Another tea drinking trail, independent of the Chinese one, has its roots in Northern India. A second variety of the tea bush was growing wild in the tropical jungles of the Assam valley and there are travelers’ reports from the late sixteenth century describing local tribes consuming its leaves as a vegetable with garlic and oil and drinking its brew. But because of differences in the appearance of the two bushes, the Assam bush was not recognized as a new variety of tea bush until the beginning of the nineteenth century. In their determined efforts to become non-dependent on tea imports from China, the British heavily commissioned tea growing in India and, after decades of trial and error and experimentation, they managed by the beginning of the twentieth century to successfully turn India into their major tea supplier and nowadays the biggest producer of tea in the world.

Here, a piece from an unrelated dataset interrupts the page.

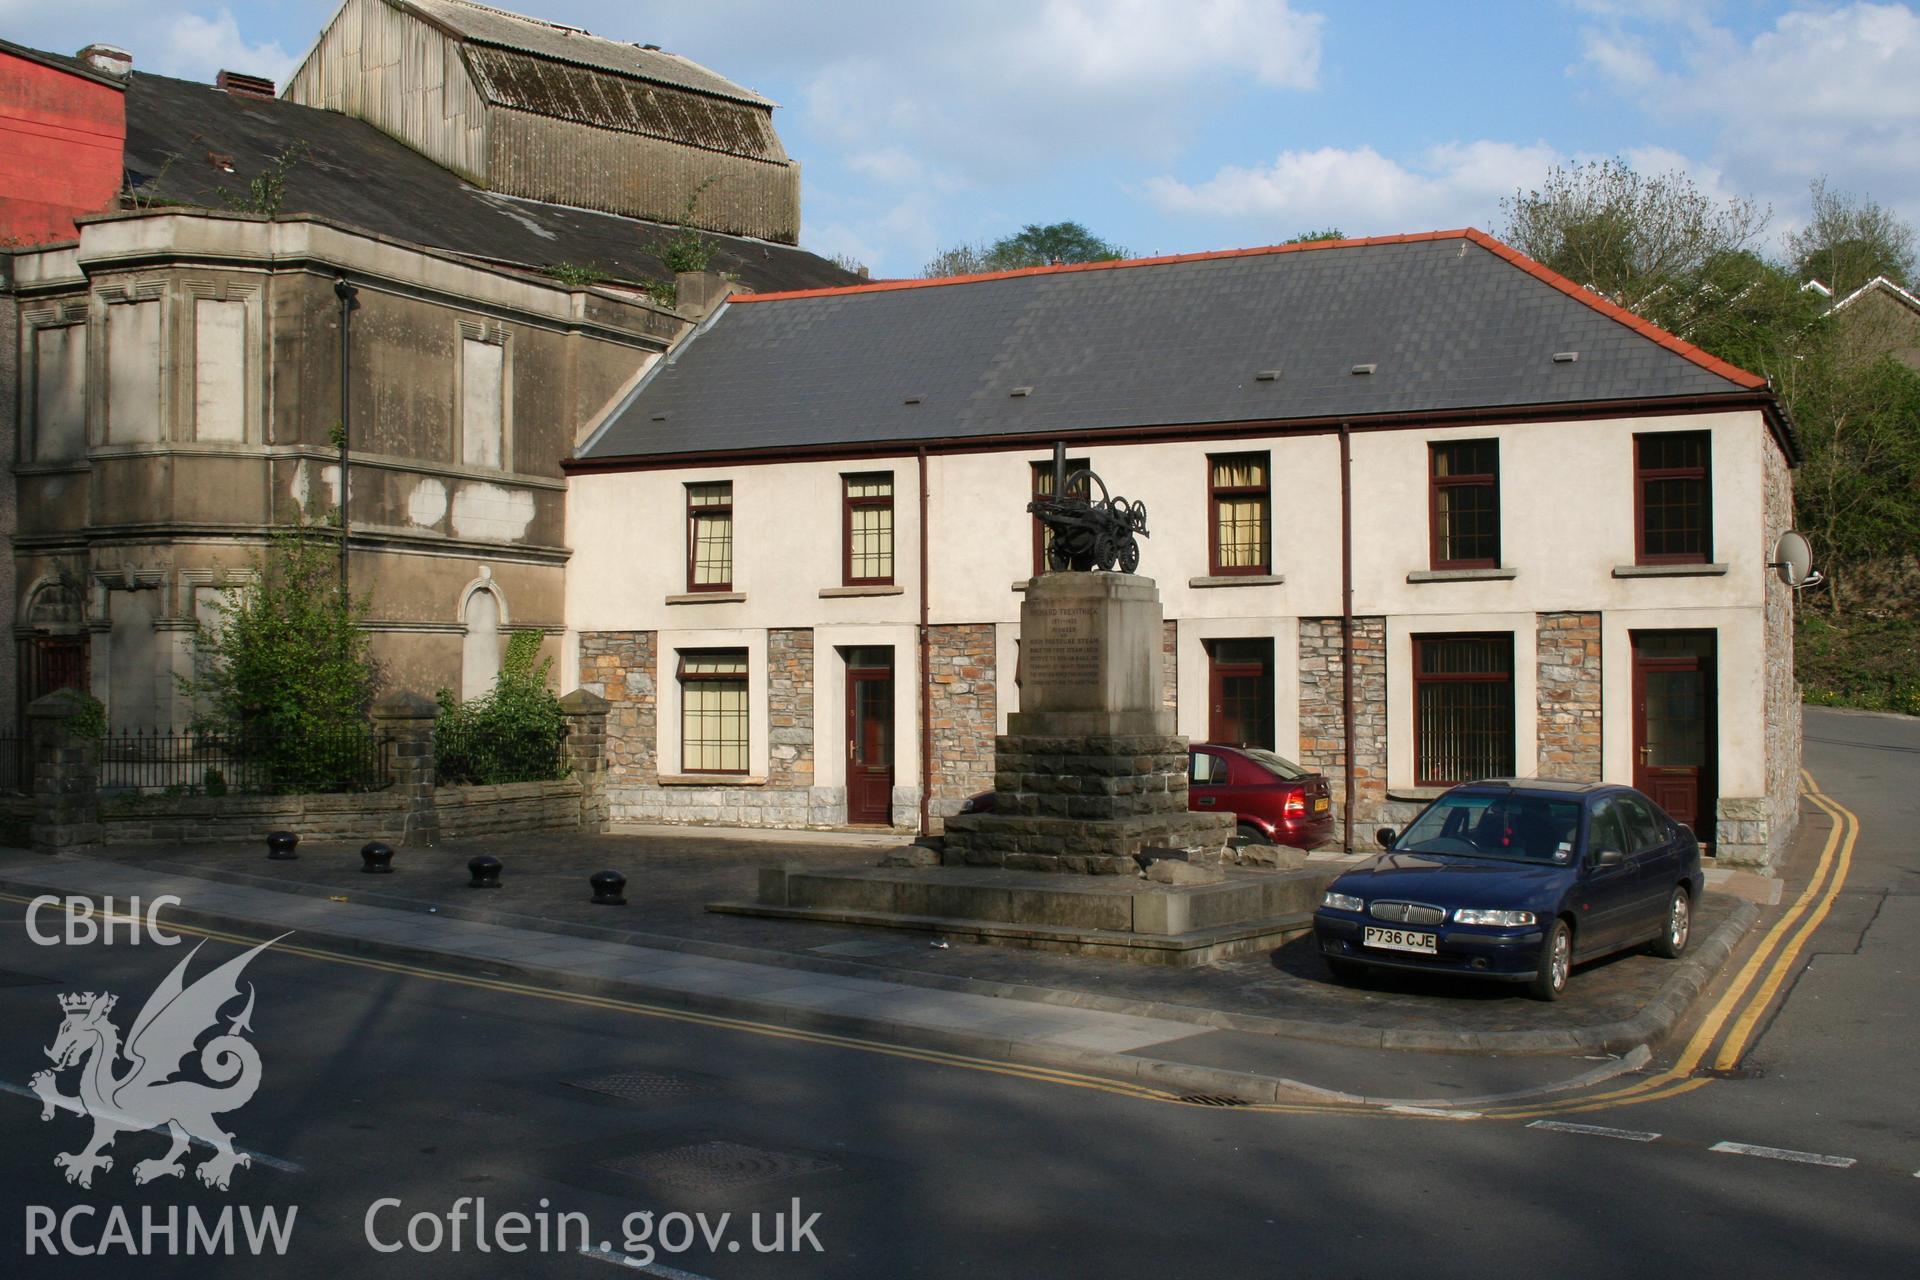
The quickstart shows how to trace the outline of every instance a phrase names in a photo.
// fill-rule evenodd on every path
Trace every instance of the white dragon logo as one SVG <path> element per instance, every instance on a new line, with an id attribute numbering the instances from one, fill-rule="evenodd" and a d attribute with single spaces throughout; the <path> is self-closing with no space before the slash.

Also known for their tea consumption, which stemmed from the presence of wild tea bushes in their territory, are Thailand, Vietnam, Laos and Myanmar, but their tea culture is rather modest. Tea production in Taiwan, Sri Lanka, Indonesia and many African countries was initiated when they were colonized by the English, the Dutch and the Portuguese but, although famous for their tea production, they are not renowned for their tea culture.
All the rest is… history! Tea drinking has been so enthusiastically embraced all around the world since the first grains of the habit were sown, that nowadays tea is second only to water in terms of global beverage consumption.